8 key moments in labor movement history

Rights, Money

If you’re enjoying an eight-hour work day, overtime pay or the minimum wage, you have the labor movement to thank. The movement was at its strongest from the mid-19th century to the mid-20th, and during that time, protesters and strikers around the country fought for better working conditions and better pay. In honor of Labor Day, here are eight key moments in the history of the labor movement.

1866: The first national labor union founded

The first labor union in the U.S., the National Labor Union, dissolved just seven years after its creation but paved the way for future labor unions such as the American Federation of Labor, established 1886; the Knights of Labor, established 1869; the Women’s Trade Union League, established 1903; and the Industrial Workers of the World, established 1905. It supported the eight-hour workday and discouraged strikes, promoting arbitration instead.  

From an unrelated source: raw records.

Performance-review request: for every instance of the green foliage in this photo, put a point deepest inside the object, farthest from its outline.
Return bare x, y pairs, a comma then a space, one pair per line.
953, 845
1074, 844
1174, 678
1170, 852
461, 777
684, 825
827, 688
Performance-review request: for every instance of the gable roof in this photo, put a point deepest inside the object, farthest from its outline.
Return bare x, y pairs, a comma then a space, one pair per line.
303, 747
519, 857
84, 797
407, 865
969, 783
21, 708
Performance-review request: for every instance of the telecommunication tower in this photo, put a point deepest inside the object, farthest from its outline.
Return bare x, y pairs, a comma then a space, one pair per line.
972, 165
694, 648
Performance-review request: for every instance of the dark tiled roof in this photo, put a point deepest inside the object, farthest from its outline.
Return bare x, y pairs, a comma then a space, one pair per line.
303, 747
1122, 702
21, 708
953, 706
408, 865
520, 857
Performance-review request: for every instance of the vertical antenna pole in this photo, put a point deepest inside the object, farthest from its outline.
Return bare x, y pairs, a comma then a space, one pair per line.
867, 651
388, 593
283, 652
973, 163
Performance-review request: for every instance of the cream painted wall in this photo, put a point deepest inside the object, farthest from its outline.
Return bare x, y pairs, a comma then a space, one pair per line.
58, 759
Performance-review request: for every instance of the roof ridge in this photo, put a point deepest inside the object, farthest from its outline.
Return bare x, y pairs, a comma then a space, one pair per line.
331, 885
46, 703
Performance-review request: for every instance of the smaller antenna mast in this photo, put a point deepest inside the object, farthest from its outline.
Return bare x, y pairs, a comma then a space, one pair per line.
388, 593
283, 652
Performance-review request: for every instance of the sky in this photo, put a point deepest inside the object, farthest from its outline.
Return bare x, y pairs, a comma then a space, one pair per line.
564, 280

1886: Unions take a step back after deaths in Haymarket Square riots

Labor Movement History_Haymarket Square Riot

“Eight-hour day with no cut in pay” was the rallying cry on May 1, 1886, in demonstrations throughout the country. Two days later in Chicago, police fired at workers on strike, killing at least two. In response, people came together for a rally at Haymarket Square on May 4, which ended in bloodshed when a bomb aimed at police killed seven officers. The ensuing riot led to the trial, convictions and deaths of four strikers. The aftermath was a blow to the unions.

Photo: Wikipedia

1902: The coal strike of 1902 ends in victory for labor unions

Labor Movement History_Coal Strike 1902

Coal strikes were common around the turn of the century, but the coal strike of 1902 is notable because it was the first time the federal government acted as a neutral party to settle the dispute. On May 12, thousands of Pennsylvania miners went on strike. Former President Theodore Roosevelt and financier J. P. Morgan separately intervened to settle the dispute, which ended months later on October 23. The settlement was seen as a victory for the strikers, and membership in unions increased.

Photo: Wikipedia

1911: Deadly fire at Triangle Shirtwaist factory leads to higher safety standards

Labor Movement History_Triangle Shirtwaist Fire

A fire at the Triangle Shirtwaist factory in New York ended in the deaths of 146 workers, one of the largest industrial disaster death tolls in U.S. history. The workers had been locked inside the factory to prevent them from taking breaks, a common practice which, devastatingly, prevented them from escaping the fire. Some died from the flames, some from smoke and some from jumping to their deaths from the eighth, ninth and 10th floors of the factory. After the fire, the Committee on Public Safety was formed and safety standards were improved across the country.

Photo: Wikipedia

1921: Coal miners arm themselves to fight in the Battle of Blair Mountain

Labor Movement History_Blair Mountain

The Battle of Blair Mountain was the largest armed civil insurrection in U.S. history. Approximately 10,000 West Virginia coal miners faced off against 3,000 strikebreakers and officers of the law in late August 1921. After five days and between 80 and 130 deaths, the battle ended on September 2 when federal troops arrived and the miners were ordered home by union leader Bill Blizzard, who did not want to lose his men in a fight with the troops. Nearly 1,000 miners were arrested and imprisoned in the months that followed, and membership in the coal union decreased significantly. At the time, the battle was not seen as a victory for the coal workers, but in the long run, it helped support labor unions during the New Deal of 1933.

Photo: Wikipedia

1938: FDR signs landmark bill establishing the minimum wage

Labor Movement History_Fair Labor Standards

Former President Franklin Delano Roosevelt signed the Fair Labor Standards Act, which ended oppressive child labor, set a minimum wage, established a maximum workweek and introduced the concept of time-and-a-half pay for overtime work. Over 700,000 workers were affected by the passing of the act.

Photo: Wikipedia

1945 – 1946: Millions participate in wave of strikes, the largest in U.S. history

Labor Movement History_1946 Olaa Sugar Plantation Strike

The years after the end of World War II saw a flood of labor strikes across the country. Millions of workers across a variety of industries, including film, meatpacking, steel, coal, oil, railroad and autos, went on strike for higher wages and reforms to company policy.

Photo: ilwu.org

1947: Labor Relations Management Act

Labor Movement History_Taft Hartley Act

Also known as the Taft-Hartley Act, the Labor Management Relations Act of 1947 was a blow to the power of labor unions. Former president Harry S. Truman opposed the act and vetoed it, but his veto was overridden. Among other things, the act prohibited certain kinds of strikes that would harm the public.

Photo: Wikipedia

1955: Two large labor groups merge


Labor Movement History_AFL CIO

The American Federation of Labor and the Congress of Industrial Organizations merged to form the AFL-CIO. The two organizations were rivals for decades before merging in 1955. Today this labor group is the largest in the country, representing over 11 million workers.